This is all due to Gauss’s Theorema Egregium, which dictates that you can only bend surfaces without distortion/stretching if you don’t change their Gaussian curvature.
The Gaussian curvature is an intrinsic and important property of a surface. Planes, cylinders and cones all have zero Gaussian curvature, and this is why you can make a tube or a party hat out of a flat piece of paper. A sphere has a positive Gaussian curvature, and a saddle shape has a negative one, so you cannot make those starting out with something flat.
If you like pizza then you are probably intimately familiar with this theorem.
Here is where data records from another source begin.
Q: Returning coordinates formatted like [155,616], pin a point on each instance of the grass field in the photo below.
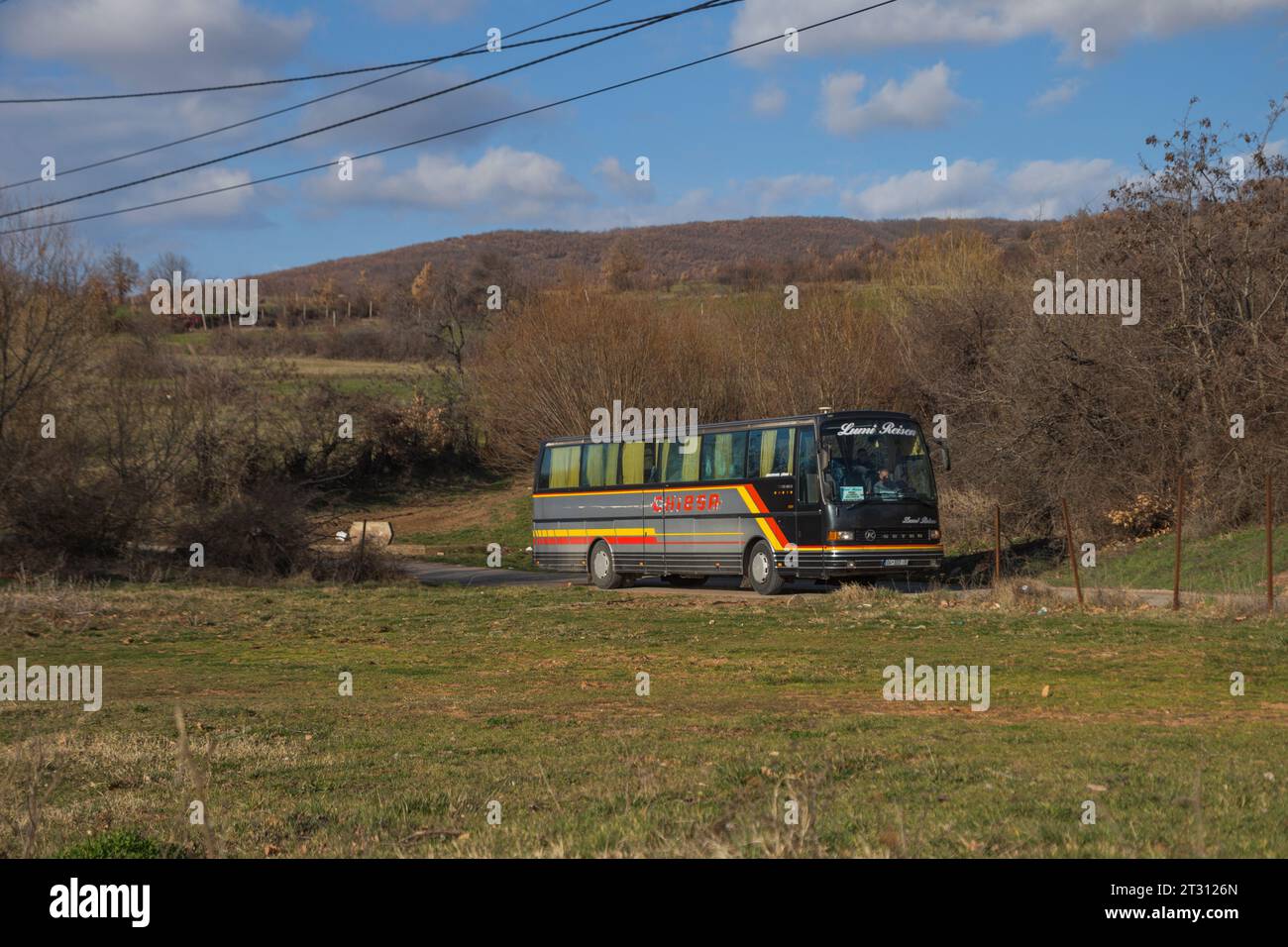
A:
[1232,562]
[528,697]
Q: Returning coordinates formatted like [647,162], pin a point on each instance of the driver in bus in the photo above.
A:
[887,484]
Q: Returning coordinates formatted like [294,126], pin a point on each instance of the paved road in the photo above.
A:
[716,586]
[729,587]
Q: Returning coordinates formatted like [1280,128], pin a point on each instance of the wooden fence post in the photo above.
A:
[997,545]
[1073,557]
[1180,522]
[1270,545]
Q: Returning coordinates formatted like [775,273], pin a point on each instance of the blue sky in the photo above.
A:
[849,125]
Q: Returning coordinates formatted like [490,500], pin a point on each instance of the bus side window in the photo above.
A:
[682,460]
[724,457]
[592,466]
[544,474]
[565,467]
[806,467]
[636,462]
[769,453]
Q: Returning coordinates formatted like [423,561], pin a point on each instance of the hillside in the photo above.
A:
[670,253]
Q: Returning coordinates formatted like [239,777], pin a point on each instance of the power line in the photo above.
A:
[365,116]
[473,51]
[454,132]
[308,102]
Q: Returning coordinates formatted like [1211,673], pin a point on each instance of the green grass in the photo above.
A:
[510,526]
[1232,562]
[527,697]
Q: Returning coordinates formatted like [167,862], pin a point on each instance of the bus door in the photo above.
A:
[635,547]
[809,508]
[771,464]
[678,464]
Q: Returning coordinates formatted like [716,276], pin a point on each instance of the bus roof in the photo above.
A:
[720,427]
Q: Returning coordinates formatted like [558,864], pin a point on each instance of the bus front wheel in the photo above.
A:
[603,573]
[761,570]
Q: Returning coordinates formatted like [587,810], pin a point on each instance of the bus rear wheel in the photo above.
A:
[761,570]
[603,571]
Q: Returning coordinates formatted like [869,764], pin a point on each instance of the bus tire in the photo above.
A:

That universal trick of bending a pizza slice so it stiffens up is a direct result of the theorem, as the bend forces the other direction to stay flat as to maintain zero Gaussian curvature on the slice. Here’s a Numberphile video explaining it in more detail.
However, there are several ways to approximate a sphere as a collection of shapes you can flatten. For instance, you can project the surface of the sphere onto an icosahedron, a solid with 20 equal triangular faces, giving you what it is called the Dymaxion projection.
The Dymaxion map projection.
The problem with this technique is that you still have a sphere approximated by flat shapes, and not curved ones.
One of the earliest proofs of the surface area of the sphere (4πr2) came from the great Greek mathematician Archimedes. He realized that he could approximate the surface of the sphere arbitrarily close by stacks of truncated cones. The animation below shows this construction.
The great thing about cones is that not only they are curved surfaces, they also have zero curvature! This means we can flatten each of those conical strips onto a flat sheet of paper, which will then be a good approximation of a sphere.
So what does this flattened sphere approximated by conical strips look like? Check the image below.
But this is not the only way to distribute the strips. We could also align them by a corner, like this:
All of this is not exactly new, of course, but I never saw anyone assembling one of these. I wanted to try it out with paper, and that photo above is the result.
It’s really hard to put together and it doesn’t hold itself up too well, but it’s a nice little reminder that math works after all!